Given the sum of the head nodes of two singly linked lists  headA ,  headB please find and return the starting node where the two singly linked lists intersect. If there is no intersecting node between the two linked lists, return  null . The title data guarantees that there are no loops in the entire chain structure.

Note that the linked list must maintain its original structure after the function returns the result .

Link: 160. Intersecting Linked List - LeetCode

answer

Judging whether two singly linked lists intersect can only be judged by comparing the addresses of the nodes in turn , not by the value of the nodes. First of all, we should make it clear that if two single-linked lists intersect, the shape of the two linked lists can only be Y-shaped , not X-shaped. If it is X-shaped, the intersecting node has two successor nodes, and A singly linked list node can only have one successor node. Therefore, it can be concluded that if two singly linked lists intersect, the addresses of the tail nodes of the two linked lists must be the same; if the addresses of the tail nodes of the two linked lists are not the same, then the two singly linked lists must not intersect .

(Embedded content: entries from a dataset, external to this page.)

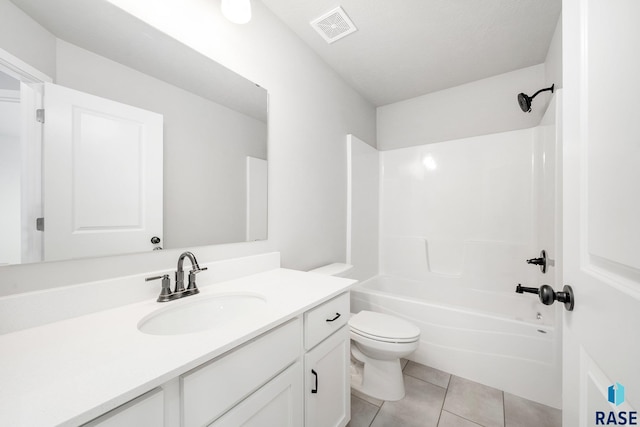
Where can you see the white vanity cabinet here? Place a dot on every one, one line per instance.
(259, 378)
(145, 410)
(326, 363)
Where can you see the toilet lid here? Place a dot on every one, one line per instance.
(383, 327)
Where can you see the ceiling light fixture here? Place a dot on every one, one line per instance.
(237, 11)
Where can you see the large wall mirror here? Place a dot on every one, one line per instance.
(146, 144)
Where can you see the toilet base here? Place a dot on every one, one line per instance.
(380, 379)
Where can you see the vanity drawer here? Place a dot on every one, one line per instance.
(325, 319)
(210, 390)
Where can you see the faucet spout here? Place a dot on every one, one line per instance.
(195, 268)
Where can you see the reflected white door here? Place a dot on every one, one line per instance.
(256, 199)
(601, 211)
(102, 176)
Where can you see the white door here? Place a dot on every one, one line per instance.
(102, 176)
(601, 115)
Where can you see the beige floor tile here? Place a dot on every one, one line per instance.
(426, 373)
(475, 402)
(367, 398)
(447, 419)
(521, 412)
(421, 406)
(362, 413)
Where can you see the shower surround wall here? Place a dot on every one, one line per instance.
(458, 219)
(461, 209)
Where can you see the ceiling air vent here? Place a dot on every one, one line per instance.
(333, 25)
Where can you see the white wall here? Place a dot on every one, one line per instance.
(553, 61)
(10, 171)
(311, 110)
(25, 38)
(479, 108)
(363, 208)
(202, 188)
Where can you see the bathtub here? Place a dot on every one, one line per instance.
(504, 340)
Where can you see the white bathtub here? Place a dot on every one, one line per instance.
(503, 340)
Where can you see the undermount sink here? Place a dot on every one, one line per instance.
(201, 313)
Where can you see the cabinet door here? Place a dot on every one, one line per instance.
(327, 388)
(277, 403)
(146, 410)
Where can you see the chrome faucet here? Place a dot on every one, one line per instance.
(179, 290)
(192, 289)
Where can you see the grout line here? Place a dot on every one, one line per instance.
(377, 412)
(461, 417)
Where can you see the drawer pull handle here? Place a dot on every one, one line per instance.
(335, 318)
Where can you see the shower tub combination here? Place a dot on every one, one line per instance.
(498, 339)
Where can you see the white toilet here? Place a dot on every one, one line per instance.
(378, 341)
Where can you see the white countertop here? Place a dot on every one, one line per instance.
(71, 371)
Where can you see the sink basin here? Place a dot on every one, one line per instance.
(201, 313)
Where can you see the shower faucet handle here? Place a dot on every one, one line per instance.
(548, 296)
(541, 261)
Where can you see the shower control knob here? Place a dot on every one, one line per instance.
(542, 261)
(548, 296)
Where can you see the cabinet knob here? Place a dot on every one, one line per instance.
(315, 389)
(335, 318)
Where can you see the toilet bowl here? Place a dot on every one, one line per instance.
(378, 341)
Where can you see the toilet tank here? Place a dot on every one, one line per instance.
(336, 269)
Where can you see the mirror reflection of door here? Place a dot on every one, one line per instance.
(102, 176)
(256, 199)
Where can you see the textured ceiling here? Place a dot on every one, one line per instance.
(408, 48)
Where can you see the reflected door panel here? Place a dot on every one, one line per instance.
(102, 176)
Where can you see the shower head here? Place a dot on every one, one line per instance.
(525, 100)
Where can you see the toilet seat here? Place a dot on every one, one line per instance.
(382, 327)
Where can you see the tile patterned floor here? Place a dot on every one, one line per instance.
(435, 398)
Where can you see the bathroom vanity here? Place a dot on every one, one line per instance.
(284, 362)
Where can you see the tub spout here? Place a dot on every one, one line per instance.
(522, 289)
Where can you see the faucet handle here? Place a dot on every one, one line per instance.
(192, 288)
(165, 293)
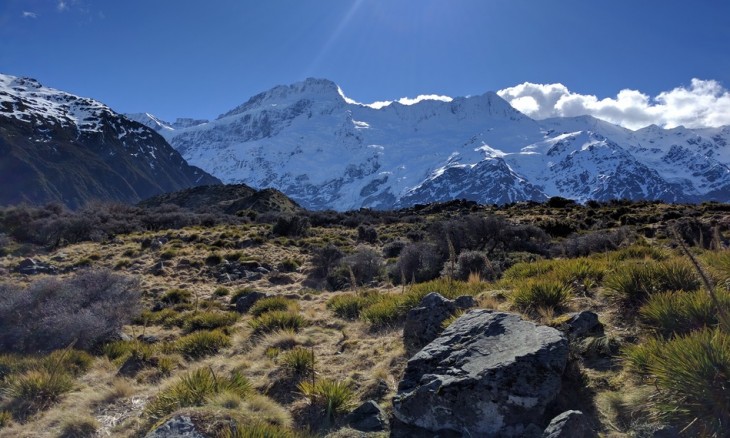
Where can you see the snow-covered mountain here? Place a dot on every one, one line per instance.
(55, 146)
(326, 151)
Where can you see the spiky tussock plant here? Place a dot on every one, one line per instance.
(334, 397)
(196, 389)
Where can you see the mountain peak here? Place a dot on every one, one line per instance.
(314, 89)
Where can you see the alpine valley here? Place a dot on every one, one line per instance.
(327, 151)
(58, 147)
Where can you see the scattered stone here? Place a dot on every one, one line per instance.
(582, 323)
(178, 426)
(465, 302)
(244, 303)
(665, 432)
(368, 417)
(31, 266)
(570, 424)
(148, 339)
(488, 374)
(423, 323)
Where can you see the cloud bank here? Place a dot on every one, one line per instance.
(705, 103)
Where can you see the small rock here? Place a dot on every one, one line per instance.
(253, 276)
(423, 323)
(582, 323)
(570, 424)
(368, 417)
(465, 302)
(148, 339)
(665, 432)
(179, 426)
(244, 303)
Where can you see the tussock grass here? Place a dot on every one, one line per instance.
(195, 389)
(536, 294)
(691, 374)
(277, 320)
(635, 282)
(36, 390)
(201, 344)
(257, 430)
(333, 397)
(271, 304)
(299, 360)
(678, 313)
(209, 320)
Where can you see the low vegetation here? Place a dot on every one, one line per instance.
(138, 319)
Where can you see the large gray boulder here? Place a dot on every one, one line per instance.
(570, 424)
(178, 426)
(489, 374)
(424, 323)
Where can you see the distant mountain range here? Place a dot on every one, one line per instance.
(327, 152)
(58, 147)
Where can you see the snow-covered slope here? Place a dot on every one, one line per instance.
(55, 146)
(326, 151)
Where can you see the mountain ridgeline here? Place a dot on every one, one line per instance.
(58, 147)
(327, 152)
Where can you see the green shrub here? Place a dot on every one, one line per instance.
(177, 296)
(6, 418)
(524, 270)
(536, 294)
(634, 282)
(334, 397)
(300, 360)
(349, 306)
(387, 310)
(195, 389)
(75, 426)
(221, 292)
(277, 320)
(85, 310)
(271, 304)
(75, 362)
(239, 293)
(200, 344)
(209, 320)
(257, 430)
(166, 317)
(36, 390)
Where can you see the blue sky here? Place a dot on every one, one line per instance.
(180, 58)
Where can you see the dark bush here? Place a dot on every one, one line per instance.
(291, 226)
(325, 260)
(418, 261)
(393, 249)
(367, 234)
(470, 262)
(84, 310)
(365, 263)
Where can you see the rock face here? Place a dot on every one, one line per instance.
(368, 417)
(423, 323)
(488, 374)
(570, 424)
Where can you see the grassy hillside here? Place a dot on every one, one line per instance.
(144, 321)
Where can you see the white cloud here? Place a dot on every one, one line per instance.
(705, 103)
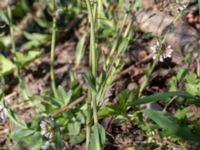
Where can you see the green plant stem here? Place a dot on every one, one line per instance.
(199, 7)
(91, 101)
(53, 43)
(11, 30)
(148, 77)
(12, 37)
(93, 58)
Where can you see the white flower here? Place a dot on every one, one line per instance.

Therefore, the program can first judge whether the addresses of the end nodes of the two linked lists are the same, and return NULL if they are different; if they are the same, find the intersection node. The method of finding intersection nodes is as follows:

Assuming that the lengths of the two singly linked lists are lenA and lenB respectively, set the two pointers to point to the head nodes of the two linked lists respectively, let the pointer pointing to the longer linked list go abs(lenA-lenB) steps first, and then the two pointers are simultaneously Walk backwards, and compare whether the addresses of the nodes pointed by the pointers are equal while walking. If they are equal, return to the current node. If they are not equal, walk backward at the same time until the first intersection node is found.

code show as below:

struct ListNode* getIntersectionNode(struct ListNode* headA, struct ListNode* headB) 
{
    struct ListNode* tailA = headA;
    struct ListNode* tailB = headB;
    int lenA = 1;
    int lenB = 1;
    while (tailA->next)
    {
        tailA = tailA->next;
        lenA++;
    }
    while (tailB->next)
    {
        tailB = tailB->next;
        lenB++;
    }
    if (tailA != tailB)
        return NULL;

    struct ListNode* longList = headA;
    struct ListNode* shortList = headB;
    if (lenA < lenB)
    {
        longList = headB;
        shortList = headA;
    }
    int gap = abs(lenA - lenB);
    while (gap--)
    {
        longList = longList->next;
    }
    while (longList != shortList)
    {
        longList = longList->next;
        shortList = shortList->next;
    }
    return longList;
}

Note that because the title states that the number of nodes in the linked list is greater than or equal to 1, the case of an empty linked list is not discussed.